The training dataset consists of 3600000 examples. In order to make training faster, random 200000 examples are chosen for this process.

In [0]:
idx = np.random.randint(0,3600000,200000)
X_train_padded_part = X_train_padded[idx]
Y_train_padded_part = Y_train[idx]

Training the model with batch size 128 for 2 epochs.

In [52]:
import tensorflow as tf
with tf.device('/device:GPU:0'):
  sentiment_model.fit(X_train_padded_part,Y_train_padded_part,batch_size = 128, epochs = 2, shuffle = True)

Train on 200000 samples
Epoch 1/2
Epoch 2/2


Training the model for additional 4 epochs.

In [58]:
import tensorflow as tf
with tf.device('/device:GPU:0'):
  sentiment_model.fit(X_train_padded_part,Y_train_padded_part,batch_size = 128, epochs = 4, shuffle = True)

Train on 200000 samples
Epoch 1/4
Epoch 2/4
Epoch 3/4
Epoch 4/4


The model reaches 92.5% on training dataset.

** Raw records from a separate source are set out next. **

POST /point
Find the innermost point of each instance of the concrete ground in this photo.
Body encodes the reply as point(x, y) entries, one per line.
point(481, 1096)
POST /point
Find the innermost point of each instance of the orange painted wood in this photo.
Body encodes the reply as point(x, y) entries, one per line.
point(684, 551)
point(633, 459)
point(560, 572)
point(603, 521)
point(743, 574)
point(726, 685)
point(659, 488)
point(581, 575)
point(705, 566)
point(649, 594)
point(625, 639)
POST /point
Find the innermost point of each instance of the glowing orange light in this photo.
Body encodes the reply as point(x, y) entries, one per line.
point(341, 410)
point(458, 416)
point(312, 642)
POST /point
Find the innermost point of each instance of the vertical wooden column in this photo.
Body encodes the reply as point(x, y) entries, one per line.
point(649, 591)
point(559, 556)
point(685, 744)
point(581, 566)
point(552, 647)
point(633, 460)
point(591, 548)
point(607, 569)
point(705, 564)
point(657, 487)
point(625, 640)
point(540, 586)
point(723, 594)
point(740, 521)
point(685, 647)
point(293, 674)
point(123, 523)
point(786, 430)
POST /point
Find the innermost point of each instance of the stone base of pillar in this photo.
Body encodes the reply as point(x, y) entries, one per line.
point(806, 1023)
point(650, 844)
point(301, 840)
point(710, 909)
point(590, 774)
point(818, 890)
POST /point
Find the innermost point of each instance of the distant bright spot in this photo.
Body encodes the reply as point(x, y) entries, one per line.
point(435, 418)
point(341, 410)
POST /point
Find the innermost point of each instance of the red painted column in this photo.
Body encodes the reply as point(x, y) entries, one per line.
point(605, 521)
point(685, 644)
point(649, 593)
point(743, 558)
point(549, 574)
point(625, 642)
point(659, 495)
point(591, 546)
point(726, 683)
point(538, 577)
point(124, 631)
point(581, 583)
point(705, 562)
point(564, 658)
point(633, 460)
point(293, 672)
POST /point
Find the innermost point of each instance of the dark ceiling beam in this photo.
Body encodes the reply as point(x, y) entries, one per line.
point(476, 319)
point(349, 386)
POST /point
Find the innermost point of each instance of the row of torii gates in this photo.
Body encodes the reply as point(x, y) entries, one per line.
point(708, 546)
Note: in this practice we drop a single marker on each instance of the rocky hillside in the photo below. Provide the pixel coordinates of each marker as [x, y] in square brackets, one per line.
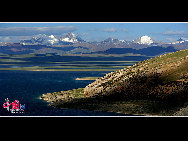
[160, 77]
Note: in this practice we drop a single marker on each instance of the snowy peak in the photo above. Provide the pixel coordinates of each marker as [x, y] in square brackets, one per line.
[71, 37]
[144, 40]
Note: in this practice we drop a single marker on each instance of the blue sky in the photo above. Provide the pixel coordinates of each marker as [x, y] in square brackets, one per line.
[166, 32]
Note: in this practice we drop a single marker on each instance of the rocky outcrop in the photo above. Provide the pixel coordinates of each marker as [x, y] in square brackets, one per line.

Evaluating the model with 100000 randomly chosen examples from test dataset.

In [98]:
idx = np.random.randint(0,400000,100000)
sentiment_model.evaluate(X_test_padded[idx], Y_test_true[idx])



[0.22167939500808717, 0.91177]

Let's try our own sentences.

In [0]:
def predict_sentiment(sentence):
  X_test = split_sentence(sentence, words_to_index, 150)
  X_test_padded = pad_sequences(X_test,maxlen = 150)
  prediction = sentiment_model.predict(X_test_padded)
  if prediction > 0.5: print ('Positive!')
  else: print('Negative!')
  print(prediction)

In [112]:
predict_sentiment(['Such an amazing quality!'])

Positive!
[[0.7540016]]


In [111]:
predict_sentiment(['Great purchase! After one year still looks like new'])

Positive!
[[0.91678673]]


In [110]:
predict_sentiment(['It is so bad that I would not recommend it even to my worst enemy'])

Negative!
[[0.0311656]]


In [109]:
predict_sentiment(['Broken after second use.'])

Negative!
[[0.10456979]]


Run next cell if you want to save weights on you Google Drive.

To do it, you need to click the shown link, choose your google account and allow Google Cloud SDK to access it. The password will be shown which should be inputed in blank area.

In [119]:
!pip install -U -q PyDrive
from pydrive.auth import GoogleAuth
from pydrive.drive import GoogleDrive
from google.colab import auth
from oauth2client.client import GoogleCredentials
auth.authenticate_user()
gauth = GoogleAuth()
gauth.credentials = GoogleCredentials.get_application_default()
drive = GoogleDrive(gauth)

sentiment_model.save_weights('SentimentModel_weights.h5')
weights_file = drive.CreateFile({'title' : 'SentimentModel_weights.h5'})
weights_file.SetContentFile('SentimentModel_weights.h5')
weights_file.Upload()
drive.CreateFile({'id': weights_file.get('id')})
print(f"Weights saved, id: {weights_file.get('''id''')}")

Weights saved, id: 1DDr_sZZRuVwXqyhsOGJ_-l6gXPThEvfh